VIC: U.F. Beakley gets a gold watch and chain. Gus Fuss gets a leather easy chair.
SADE: No!!
VIC: L. Wylie Fapp gets a sixteen cylinder automobile. T.W. Weatherwax gets a set of office furniture. Howard S. Montgomery gets a ruby ring. I. Edson Box gets a yacht. And Sam Shout gets a solid platinum coathanger.
SADE: [wearily] Ha, ha, ha.
VIC: Percy X. Snoot gets an emerald necktie clasp for which I propose layin' out fifteen thousand dollars hard cash.
SADE: Very funny. Ha-ha-ha.
VIC: Well, it's "very funny, ha-ha-ha," this dimwit talk! I'm not gonna buy all those guys five buck presents! You oughta know that.
SADE: How much ARE ya gonna spend?
VIC: I can't tell! Haven't thought about it. Fifty cents, maybe. Seventy-five. Dollar and a quarter.
SADE: What kind of a gift can ya get for fifty cents.
VIC: I don't know, Sade.
SADE: No, but what kind CAN ya?
VIC: I don't know.
SADE: There's twenty names on this list.
VIC: Are there?
SADE: I counted 'em.
VIC: Mm.
SADE: Suppose ya bought twenty fifty-cent presents. What would that add up to?
VIC: Ten dollars.
SADE: Well, we're not the kinda people, Vic, where ten dollarses grow on trees out in our front yard, ya know!
VIC: Mmm.
SADE: We got to squeeze our ten dollarses 'til the eagle howls.
VIC: Mmm.
SADE: Can't ya cut down on some of these names?
VIC: Sure.
SADE: Ya can?
VIC: Sure.
SADE: You're just sayin' that.
VIC: No.
SADE: You're just sayin' that so I'll quit talkin'.
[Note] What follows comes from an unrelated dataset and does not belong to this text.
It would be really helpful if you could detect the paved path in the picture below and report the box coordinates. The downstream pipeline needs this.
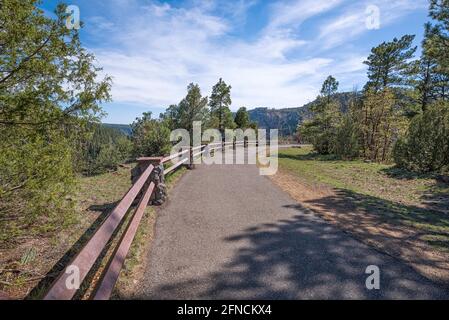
[136,155,448,299]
VIC: No, you cut down the list yourself. Scratch out anybody you choose. Scratch out Gus Fuss. Scratch out L. Wylie Fapp. Scratch out Percy X. Snoot. Here's my pencil.
SADE: You'll just make out another list.
VIC: Uh.
SADE: Won't ya?
VIC: Please, Sade.
SADE: 'Course, you're doin' your best to make me out stingy and mean. You know I'm not, though.
[telephone rings]
SADE: You know I'm only tryin' to--
VIC: Telephone's ringin', telephone's ringin'.
SADE: All right. Get it.
VIC: Mmm.
SADE: Gus Fuss, L. Wylie Fapp, U.F. Beakley, T.W. Weatherwax, Howard S. Montgomery, I. Edson Box, Sam Shout, Percy X. Snoot...
VIC: [answers phone] Hello? [pause] Why, no, he's not. [pause] Down at the YMCA, I believe. [pause] Uh-huh. [pause] Why, I s'pose, watchin' the fat men play handball. Who is this? [pause] Oh, hello, Rooster! How are you? [pause] Uh-huh. Fine, thanks. [pause] Yeah, I think you'll find him there. [pause] Okay, Rooster. [hangs up] Rooster Davis, by George.
SADE: No, but what CAN ya get for fifty cents?
VIC: A derby hat.
SADE: Seriously.
VIC: [chuckles] I don't know.
SADE: Can't get any very substantial Christmas gift for that little bit.
VIC: I'm just gonna buy these fellas trifles, Sade.
SADE: You expect to receive Christmas presents from them?
VIC: Sure.
SADE: I don't remember you gettin' any twenty gifts from your business friends last year, or ANY year.
VIC: I got quite a few.
SADE: What did Russ Buss send ya?
VIC: Gus Fuss?
SADE: Yes.
VIC: Sent me a necktie.
SADE: Where is it?
VIC: In Cody, Wyoming under heavy guard.
SADE: I don't remember any neckties.
VIC: Aw, Sade!
SADE: But I don't!
VIC: [firmly] Gus Fuss gimme a necktie! Gus Fuss gimme a necktie! Gus Fuss gimme a necktie. GUS FUSS GIMME A NECKTIE.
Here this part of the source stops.